Ge Xu (Antiphony) was commissioned by the Women’s Philharmonic of the Bay Area in San Francisco as part of their “Meet the Composer New Residencies Program.”  Composed in 1994 while Chen Yi was in residence with the orchestra, Ge Xu (Antiphony) received its world première in January of the next year. The composer relates her inspiration for the composition: “For celebrating the Chinese lunar New Year or mid-autumn festival, Zhuang minority people in Southern China often gather in the field and sing mountain songs in solo, choir or antiphonal forms. In the antiphonal singing, distinct groups or individuals make up the texts in a style of antithetical couplets, competing with one another. It is this vivid scene that has inspired the composer to write music for keeping spirits high and hope alive.”

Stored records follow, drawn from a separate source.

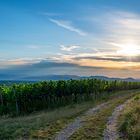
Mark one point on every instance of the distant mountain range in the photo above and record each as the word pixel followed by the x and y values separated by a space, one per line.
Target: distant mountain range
pixel 59 77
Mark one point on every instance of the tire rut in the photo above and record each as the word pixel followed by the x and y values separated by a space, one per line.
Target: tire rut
pixel 78 123
pixel 111 133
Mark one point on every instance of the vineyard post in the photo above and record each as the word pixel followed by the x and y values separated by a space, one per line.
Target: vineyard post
pixel 17 108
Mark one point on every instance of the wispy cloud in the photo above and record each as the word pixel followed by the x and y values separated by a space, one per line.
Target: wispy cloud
pixel 69 48
pixel 68 25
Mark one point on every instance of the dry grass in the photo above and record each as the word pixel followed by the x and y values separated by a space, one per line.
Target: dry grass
pixel 129 121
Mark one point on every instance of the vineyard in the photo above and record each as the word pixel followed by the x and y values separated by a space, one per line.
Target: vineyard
pixel 26 98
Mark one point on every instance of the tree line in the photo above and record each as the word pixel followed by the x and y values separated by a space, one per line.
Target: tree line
pixel 27 98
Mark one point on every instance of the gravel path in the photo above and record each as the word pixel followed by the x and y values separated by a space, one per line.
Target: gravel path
pixel 110 133
pixel 78 122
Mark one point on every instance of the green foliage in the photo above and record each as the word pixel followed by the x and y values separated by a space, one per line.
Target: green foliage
pixel 130 120
pixel 26 98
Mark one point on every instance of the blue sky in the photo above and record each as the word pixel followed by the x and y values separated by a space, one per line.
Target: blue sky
pixel 94 37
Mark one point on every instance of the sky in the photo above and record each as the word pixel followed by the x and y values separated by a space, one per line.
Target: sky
pixel 69 37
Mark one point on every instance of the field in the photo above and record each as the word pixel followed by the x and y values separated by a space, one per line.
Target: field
pixel 42 110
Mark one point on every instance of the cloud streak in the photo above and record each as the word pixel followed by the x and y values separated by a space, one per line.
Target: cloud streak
pixel 69 48
pixel 68 25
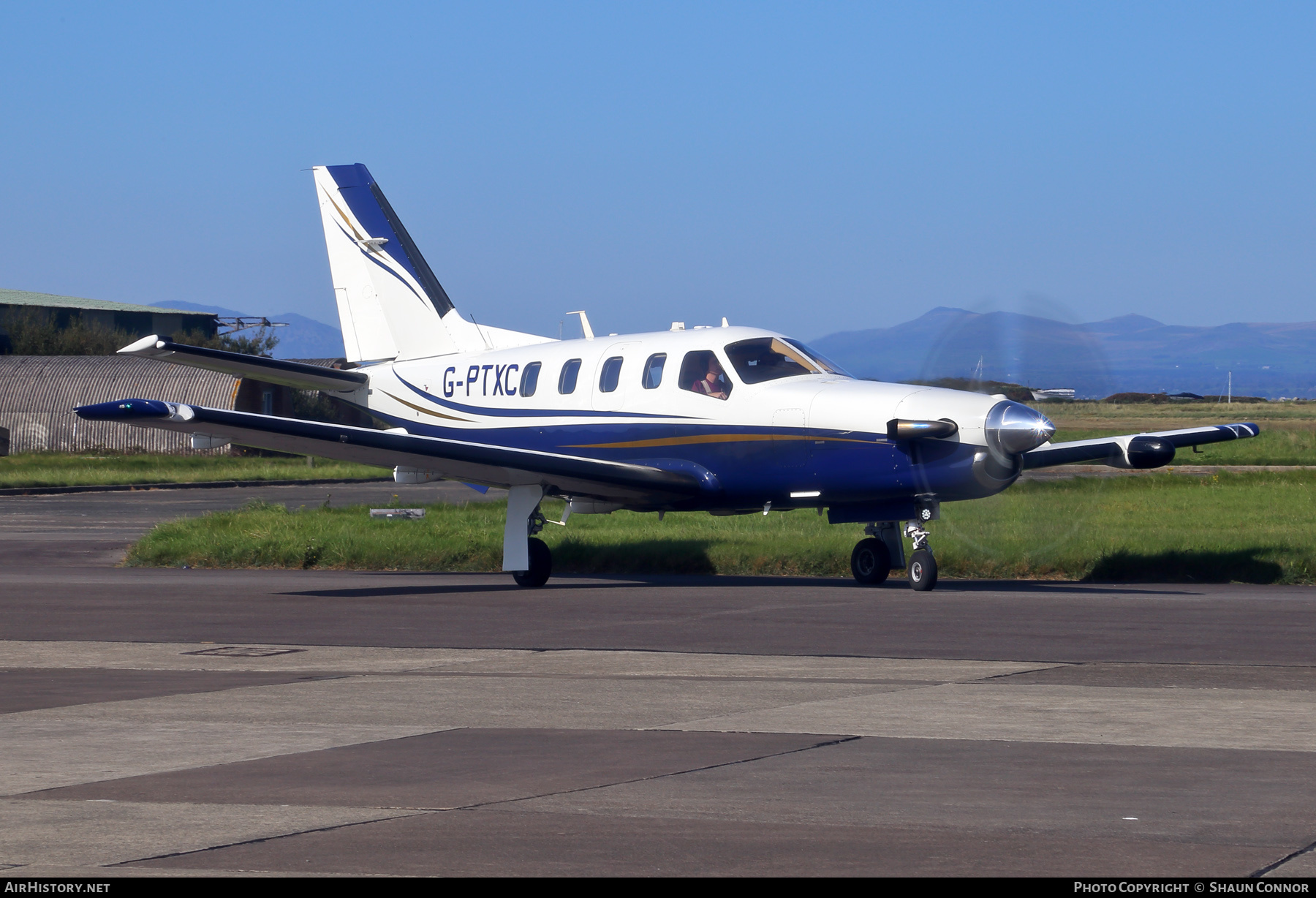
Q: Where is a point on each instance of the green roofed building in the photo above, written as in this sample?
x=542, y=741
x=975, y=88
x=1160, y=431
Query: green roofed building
x=65, y=311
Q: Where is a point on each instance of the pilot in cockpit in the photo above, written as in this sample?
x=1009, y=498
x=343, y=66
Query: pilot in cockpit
x=714, y=383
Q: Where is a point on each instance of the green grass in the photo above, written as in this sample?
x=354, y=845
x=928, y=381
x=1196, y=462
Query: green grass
x=97, y=469
x=1164, y=527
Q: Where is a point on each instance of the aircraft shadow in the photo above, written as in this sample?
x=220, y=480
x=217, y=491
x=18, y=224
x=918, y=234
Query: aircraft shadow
x=618, y=581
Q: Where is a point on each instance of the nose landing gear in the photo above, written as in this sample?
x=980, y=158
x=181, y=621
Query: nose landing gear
x=874, y=557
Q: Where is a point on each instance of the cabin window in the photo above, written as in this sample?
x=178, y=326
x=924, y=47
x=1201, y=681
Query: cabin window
x=570, y=371
x=531, y=378
x=653, y=370
x=822, y=361
x=702, y=373
x=768, y=358
x=610, y=374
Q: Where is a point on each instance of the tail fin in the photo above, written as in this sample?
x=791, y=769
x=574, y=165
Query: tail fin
x=390, y=303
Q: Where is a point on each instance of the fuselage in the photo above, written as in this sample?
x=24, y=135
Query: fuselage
x=776, y=424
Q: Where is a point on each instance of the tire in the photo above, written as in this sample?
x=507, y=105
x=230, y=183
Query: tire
x=923, y=570
x=870, y=562
x=541, y=565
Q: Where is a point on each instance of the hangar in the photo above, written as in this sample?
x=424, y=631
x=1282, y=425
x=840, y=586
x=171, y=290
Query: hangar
x=65, y=311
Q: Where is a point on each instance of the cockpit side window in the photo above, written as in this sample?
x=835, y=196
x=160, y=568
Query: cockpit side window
x=702, y=373
x=768, y=358
x=822, y=361
x=531, y=378
x=653, y=370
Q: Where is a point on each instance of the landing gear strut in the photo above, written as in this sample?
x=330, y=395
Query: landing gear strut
x=874, y=557
x=526, y=557
x=923, y=567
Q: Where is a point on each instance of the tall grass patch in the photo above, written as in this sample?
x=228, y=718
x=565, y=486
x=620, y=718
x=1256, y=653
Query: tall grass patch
x=112, y=468
x=1157, y=528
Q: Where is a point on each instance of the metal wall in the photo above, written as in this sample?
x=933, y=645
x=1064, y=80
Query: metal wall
x=39, y=394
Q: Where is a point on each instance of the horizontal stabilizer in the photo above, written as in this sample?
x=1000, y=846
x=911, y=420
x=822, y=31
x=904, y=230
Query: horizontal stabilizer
x=458, y=460
x=240, y=365
x=1135, y=449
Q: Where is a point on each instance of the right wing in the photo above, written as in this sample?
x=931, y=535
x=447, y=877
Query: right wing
x=1138, y=450
x=656, y=481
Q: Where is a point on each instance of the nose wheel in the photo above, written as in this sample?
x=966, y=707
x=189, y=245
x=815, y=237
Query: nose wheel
x=923, y=567
x=873, y=559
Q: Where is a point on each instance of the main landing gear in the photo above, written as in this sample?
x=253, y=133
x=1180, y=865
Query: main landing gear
x=874, y=557
x=528, y=559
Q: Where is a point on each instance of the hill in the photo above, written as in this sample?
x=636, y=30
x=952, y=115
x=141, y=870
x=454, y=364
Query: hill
x=1131, y=353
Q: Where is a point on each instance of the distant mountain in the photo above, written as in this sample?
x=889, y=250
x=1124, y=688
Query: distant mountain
x=1128, y=353
x=302, y=339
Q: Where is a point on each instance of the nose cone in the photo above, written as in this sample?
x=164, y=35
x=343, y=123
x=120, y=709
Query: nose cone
x=1013, y=429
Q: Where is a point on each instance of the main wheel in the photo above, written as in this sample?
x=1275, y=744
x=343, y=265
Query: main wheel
x=870, y=562
x=923, y=570
x=541, y=565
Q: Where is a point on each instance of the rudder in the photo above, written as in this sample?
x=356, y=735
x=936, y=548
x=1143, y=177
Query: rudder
x=390, y=303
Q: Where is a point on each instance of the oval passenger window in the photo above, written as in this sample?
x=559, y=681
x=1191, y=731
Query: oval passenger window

Antiphony is simply musical performance that is characterized by the alternation of soloists or musical groups—a time honored style found in most cultures.  In Western music it is found as early as mediæval liturgical chant, and memorably in the works of Gabrieli in sixteenth-century Venice.  Chen’s study in antiphony divides the orchestral color palette into multiple combinations, variously contrasting or combining them into a remarkable variety of sounds.  Throughout the work we are regaled with creative and novel ways of eliciting non-traditional sounds from the familiar array of orchestral instruments.  In addition to the usual special techniques such as string harmonics and muted or stopped brass, at one time or another one will hear strings playing behind the bridge, glissandos in the horns, and cymbals rubbed together or placed on the heads of timpani—to name a few.  Extremes of tessitura, layers of completely different rhythms, dense, bombastic—almost chaotic—textures alternating with the most ethereal, delicate soft ones.  It’s all part and parcel of Chen’s imaginative creation of antiphonal sounds.

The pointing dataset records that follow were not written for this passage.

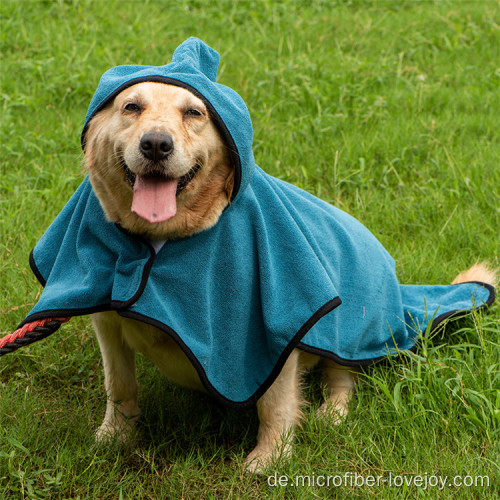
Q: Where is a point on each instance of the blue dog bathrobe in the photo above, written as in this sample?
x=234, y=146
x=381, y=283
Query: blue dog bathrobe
x=280, y=269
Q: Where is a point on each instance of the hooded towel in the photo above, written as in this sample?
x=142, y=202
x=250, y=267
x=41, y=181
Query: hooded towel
x=280, y=269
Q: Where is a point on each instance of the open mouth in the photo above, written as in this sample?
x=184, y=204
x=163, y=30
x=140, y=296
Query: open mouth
x=155, y=196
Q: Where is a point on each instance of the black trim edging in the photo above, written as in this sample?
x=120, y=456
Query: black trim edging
x=456, y=313
x=35, y=269
x=322, y=311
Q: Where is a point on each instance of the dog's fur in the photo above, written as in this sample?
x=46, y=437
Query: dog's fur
x=112, y=139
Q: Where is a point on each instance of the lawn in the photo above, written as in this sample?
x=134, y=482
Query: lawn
x=388, y=110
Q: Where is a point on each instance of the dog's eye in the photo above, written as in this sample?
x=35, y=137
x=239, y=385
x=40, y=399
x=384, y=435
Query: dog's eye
x=132, y=107
x=192, y=112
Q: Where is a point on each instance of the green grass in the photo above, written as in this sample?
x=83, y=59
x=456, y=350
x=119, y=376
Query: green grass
x=389, y=110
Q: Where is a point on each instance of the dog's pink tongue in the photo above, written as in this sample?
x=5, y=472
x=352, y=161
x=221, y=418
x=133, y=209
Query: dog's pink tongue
x=154, y=198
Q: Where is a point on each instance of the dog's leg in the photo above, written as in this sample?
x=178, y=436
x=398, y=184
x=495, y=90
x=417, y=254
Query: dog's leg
x=340, y=382
x=122, y=410
x=279, y=412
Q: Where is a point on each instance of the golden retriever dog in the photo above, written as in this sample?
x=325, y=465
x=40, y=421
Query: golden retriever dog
x=151, y=132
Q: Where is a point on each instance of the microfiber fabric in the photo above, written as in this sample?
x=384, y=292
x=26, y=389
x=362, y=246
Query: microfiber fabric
x=280, y=269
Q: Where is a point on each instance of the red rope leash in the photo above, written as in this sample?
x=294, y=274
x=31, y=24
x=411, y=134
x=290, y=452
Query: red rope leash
x=30, y=332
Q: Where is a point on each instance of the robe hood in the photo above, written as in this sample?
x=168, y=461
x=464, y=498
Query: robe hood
x=281, y=269
x=194, y=67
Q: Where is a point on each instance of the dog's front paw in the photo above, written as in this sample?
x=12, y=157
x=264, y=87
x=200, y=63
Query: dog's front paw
x=115, y=432
x=258, y=461
x=334, y=413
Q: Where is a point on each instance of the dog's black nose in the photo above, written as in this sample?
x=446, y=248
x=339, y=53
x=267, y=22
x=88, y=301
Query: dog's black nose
x=156, y=145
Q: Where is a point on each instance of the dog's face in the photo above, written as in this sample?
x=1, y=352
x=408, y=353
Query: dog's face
x=157, y=162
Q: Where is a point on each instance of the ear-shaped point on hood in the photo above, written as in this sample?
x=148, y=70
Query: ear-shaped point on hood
x=197, y=54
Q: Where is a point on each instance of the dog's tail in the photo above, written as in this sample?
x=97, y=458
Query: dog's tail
x=480, y=271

Beginning with a soft, high, unaccompanied violin gesture soon joined by a Debussy-like sonority of harp, horns, and soft percussion, dense woodwind rhythms and stentorian brass soon add their contrasting layers.  A faster dance-like section follows—much simpler in rhythm, but with an amazing paroxysm of challenging and contrasting activity in the low strings. It all ends in a dramatic cadenza for the percussion section.  The percussion continues, soon joined by unusual sounds from the strings, with a dense cloud of complex woodwind activity floating above it all. The dance-like section grows out of all of this to take us to the conclusion.  It’s abruptly soft, with the ethereal textures of the very beginning.  A solo bassoon plaintively recalls the opening violin gesture, but now a half step lower.

Program Notes by Dr. William E. Runyan, ©2022

Performed by the Fort Collins Symphony on the concert Intense, Playful & Serene at the Lincoln Center, May 2022.